On February 16, 2016, Article 29 Working Party (WP29) issued an update on Opinion 8/2010 on applicable law. The update provides explanations concerning the applicable law in light of the Court of Justice of the European Union (CJEU) judgement’s in Google Spain (or Costeja case, C-131/12).
The ruling of May 13, 2015 held that EU data subjects have a right to obtain the delisting of links appearing in the search results based on their name. A right set forth by Directive 95/46/EC (the Directive) and that became to be known as “right to be forgotten”.
The judgment was groundbreaking under another perspective: it gave a broad interpretation of Article 4(1)(a) and allowed the application of EU data protection law in a case in which the controller was not established in the EU but it had here its advertising company and there was an “inextricable link’ between the processing activities and this advertising company.
With the updated document, WP29 clarifies the criteria that may trigger the applicability of the EU/national law also when
the data processing is carried out by non-EU entities. In particular, WP29 discusses the following two issues of concern for all those controllers that transfer data between Europe and non-EU countries.
Territorial reach of Directive 95/46/EC. The Google Spain judgement held that the Directive will apply where processing is carried out “in the context of the activities of an establishment” of the controller on the territory of a Member State. The WP29 explains:
Article 4(1)(a) does not necessarily require the processing of personal data in question to be carried out ‘by’ the relevant establishment itself, rather that it is sufficient if the processing is carried out ‘in the context of the activities’ of the establishment.
the activities of that local subsidiary may still bring the data processing within the scope of EU data protection law, as long as there is an ‘inextricable link’ between the activities of the local establishment and the data processing.
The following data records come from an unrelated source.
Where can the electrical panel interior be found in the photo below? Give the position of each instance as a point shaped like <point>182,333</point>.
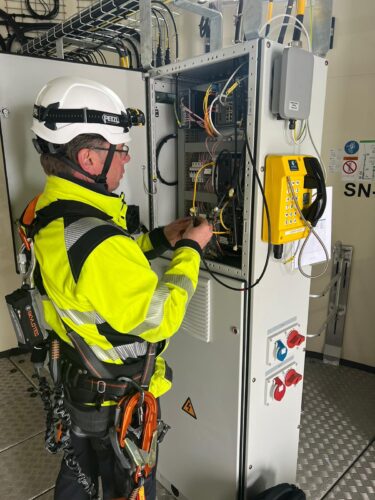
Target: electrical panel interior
<point>211,109</point>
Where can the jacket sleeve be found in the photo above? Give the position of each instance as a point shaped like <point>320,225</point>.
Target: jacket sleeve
<point>154,243</point>
<point>121,287</point>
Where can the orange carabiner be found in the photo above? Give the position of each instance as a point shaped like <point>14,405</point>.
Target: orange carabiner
<point>149,425</point>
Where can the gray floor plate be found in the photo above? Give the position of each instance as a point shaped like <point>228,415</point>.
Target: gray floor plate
<point>337,424</point>
<point>359,481</point>
<point>27,470</point>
The activities of the Member State establishment have to be “the means of rendering the search engine economically profitable”. In practice, “without the advertising activities, which are facilitated by Google Spain SL, and similar Google subsidiaries across the globe, it would not be economically feasible for Google to offer its search engine services”. Thus, the Court concluded that
the processing of personal data in question is carried out in the context of the commercial and advertising activity of the controller’s establishment on the territory of a Member State, in this instance Spanish territory.
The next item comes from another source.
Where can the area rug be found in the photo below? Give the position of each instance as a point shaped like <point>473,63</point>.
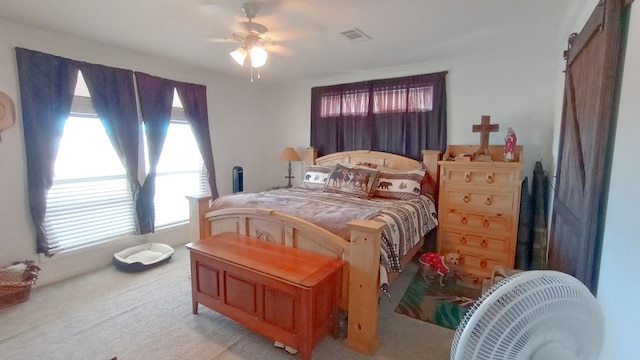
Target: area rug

WP29 also highlights that the Directive applies when the EU branch or subsidiary “orientates its activity towards the inhabitants of that Member State. In Google’s case this means presenting Spain orientated advertising alongside the search results.”
WP29 goes ahead by highlighting that there could be an ‘inextricable link’ between the activities of the EU establishment and the data processing of the non-EU controller, “even if the local establishment is not involved in any direct way in the processing of data”. According to the CJEU – for example – when the local establishment raises revenues there could be an ‘inextricable link’ triggering the Directive’s application.
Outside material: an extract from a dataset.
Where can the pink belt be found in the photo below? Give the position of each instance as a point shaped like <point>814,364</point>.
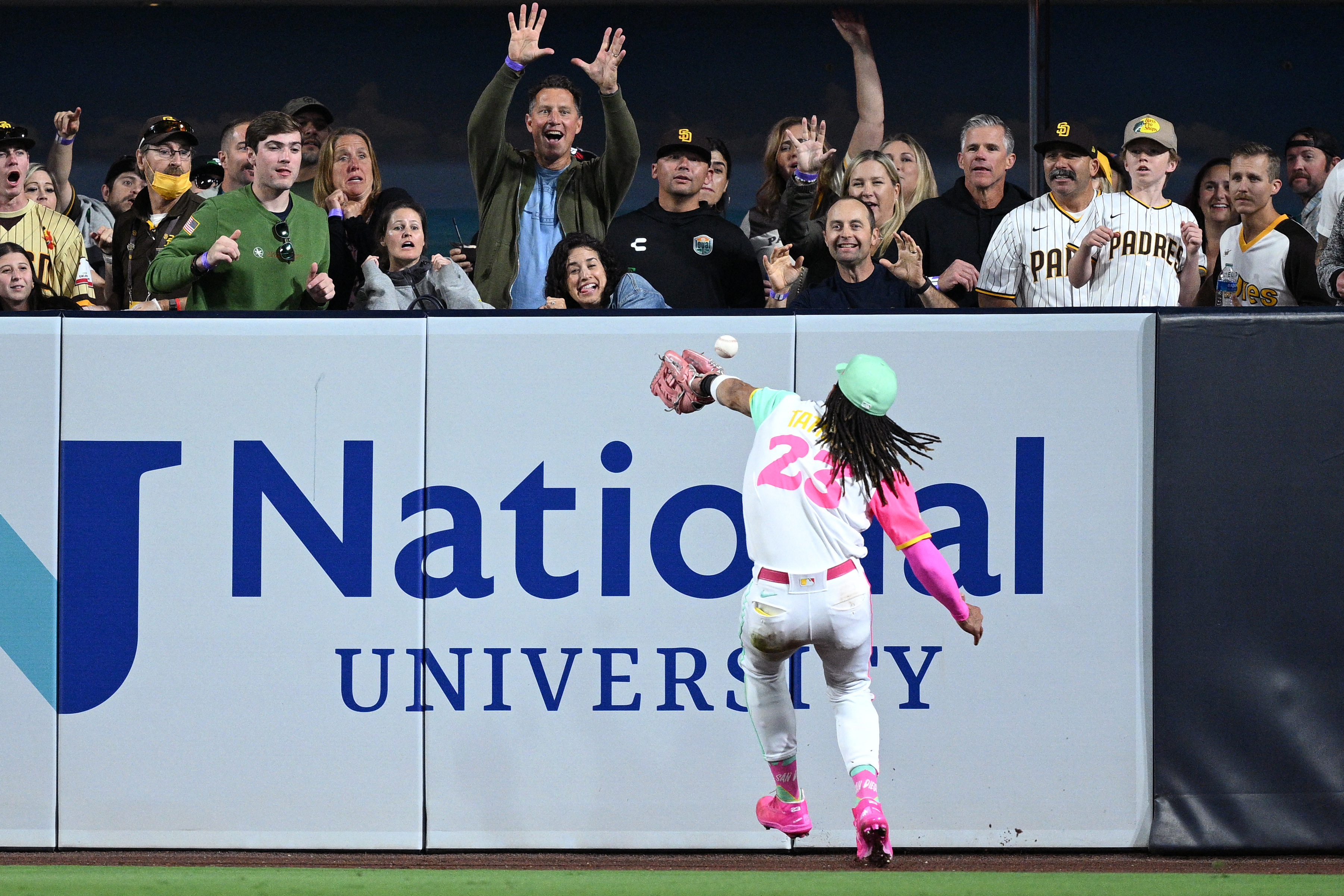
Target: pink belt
<point>783,578</point>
However, WP29 reminds that “each scenario must be assessed on its own merits, taking into account the specific facts of the case”.
Compliance with the ‘EU headquarters’ data protection law and/or with the national law of EU Member States of the ‘relevant’ establishment. WP29 tried clarifying whether, and to what extent, companies having a designated ‘EU headquarters’ (acting as a ‘controller’) need to comply also with the national law of other EU Member States in which the foreign company may have other ‘relevant’ establishments. In other terms, WP29 wonders whether Google Spain leads “to the application of several national data protection laws if the activities of several establishments of the same controller in the various Member States were ‘inextricably linked’ to the data processing?”
Which EU law? The Directive does not create a ‘one-stop-shop’ whereby it would only be the law of the Member State of the ‘EU headquarters’ that would apply to all processing of personal data throughout the EU. As a consequence, at the present stage, it “is not at all uncommon that a company headquartered in one EU Member State and having operations in multiple EU Member States would need to comply with the laws of each of these Member States”. This is also suggested in Weltimmo, another fundamental opinion recently rendered by the CJEU and concerning the applicability to foreign companies of EU data protection laws. More information on Weltimmo is available at http://www.technethics.com…
Conclusion. WP29 concludes with a very interesting takeaway:
The judgement provides useful clarification on two aspects: first, the judgement makes it clear that the scope of current EU law extends to processing carried out by non-EU entities with a ‘relevant’ establishment whose activities in the EU are ‘inextricably linked’ to the processing of data, even where the applicability of EU law would not have been triggered based on more traditional criteria. Second, the judgement also confirms that – where there is an ‘inextricable link’ – according to Article 4(1)(a) of Directive 95/46/EC, there may be several national laws applicable to the activities of a controller having multiple establishments in various Member States.